Across town, in the basement of a Lower Haight boutique, a group of tech workers delivered stand-up comedy sets about programming languages, ChatGPT and Nvidia’s stock price for Artificially Unintelligent, a tech-themed comedy show.

And a month earlier, on a foggy summer night in San Francisco’s Glen Park neighborhood, a group of tech workers gathered at a midcentury house being used as a start-up office for a reading of “Doomers,” a new, ripped-from-the-headlines play about the weekend that Sam Altman, the chief executive of the start-up OpenAI, was briefly fired.

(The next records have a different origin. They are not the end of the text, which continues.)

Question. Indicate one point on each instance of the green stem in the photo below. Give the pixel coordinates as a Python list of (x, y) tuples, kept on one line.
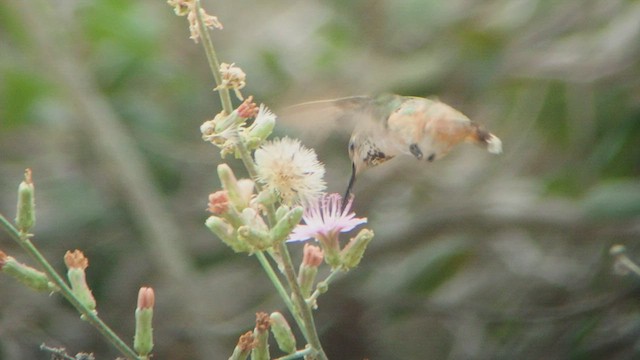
[(325, 283), (305, 311), (308, 327), (23, 240), (212, 58), (297, 355), (280, 288)]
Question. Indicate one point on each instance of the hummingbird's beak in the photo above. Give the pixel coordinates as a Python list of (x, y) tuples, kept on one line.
[(352, 182)]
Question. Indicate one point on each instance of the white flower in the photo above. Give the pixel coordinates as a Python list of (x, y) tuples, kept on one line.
[(290, 170)]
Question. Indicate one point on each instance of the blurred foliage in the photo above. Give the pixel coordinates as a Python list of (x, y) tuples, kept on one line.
[(475, 256)]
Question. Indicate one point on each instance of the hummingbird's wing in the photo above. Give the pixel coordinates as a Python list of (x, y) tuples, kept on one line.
[(316, 121)]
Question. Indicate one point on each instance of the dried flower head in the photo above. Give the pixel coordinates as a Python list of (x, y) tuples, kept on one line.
[(248, 108), (326, 218), (247, 341), (218, 202), (232, 78), (76, 259), (189, 8), (290, 170)]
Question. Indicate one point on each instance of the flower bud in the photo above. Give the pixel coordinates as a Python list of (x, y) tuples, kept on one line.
[(230, 184), (282, 211), (26, 209), (246, 343), (223, 121), (331, 249), (261, 335), (261, 128), (143, 338), (256, 238), (353, 251), (266, 198), (248, 108), (27, 275), (76, 263), (282, 333), (218, 202), (311, 259), (285, 225), (223, 230)]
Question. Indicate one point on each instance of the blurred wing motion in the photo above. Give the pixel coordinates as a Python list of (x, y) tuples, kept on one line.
[(388, 125)]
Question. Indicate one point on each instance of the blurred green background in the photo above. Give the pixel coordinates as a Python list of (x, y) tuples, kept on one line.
[(475, 256)]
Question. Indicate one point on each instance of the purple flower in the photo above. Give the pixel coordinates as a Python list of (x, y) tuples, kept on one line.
[(325, 219)]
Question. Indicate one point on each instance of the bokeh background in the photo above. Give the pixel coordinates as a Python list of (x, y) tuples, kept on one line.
[(475, 256)]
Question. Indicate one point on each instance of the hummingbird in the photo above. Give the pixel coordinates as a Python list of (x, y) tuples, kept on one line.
[(390, 125)]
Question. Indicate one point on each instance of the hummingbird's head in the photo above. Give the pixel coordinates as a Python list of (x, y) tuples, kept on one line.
[(364, 153)]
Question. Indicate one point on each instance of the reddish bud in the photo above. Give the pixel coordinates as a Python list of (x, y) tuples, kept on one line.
[(76, 260), (146, 298)]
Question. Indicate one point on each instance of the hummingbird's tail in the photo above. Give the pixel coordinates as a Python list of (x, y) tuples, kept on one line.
[(489, 141)]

A.I. is providing the art and entertainment worlds with plenty to fear, from potential copyright violations on a global scale to the loss of jobs taken by a soulless machine. But A.I. is also quickly becoming fodder for the creative community.

The technology has long been a staple of science fiction, but now, two years into the boom kicked off by OpenAI’s ChatGPT, the issues raised by those movies and books all feel a little more real. More artists, playwrights and comedians are finding inspiration in the A.I. technology that’s currently available: its ethical quandaries, its impact, its risks, its absurdities and even its executives.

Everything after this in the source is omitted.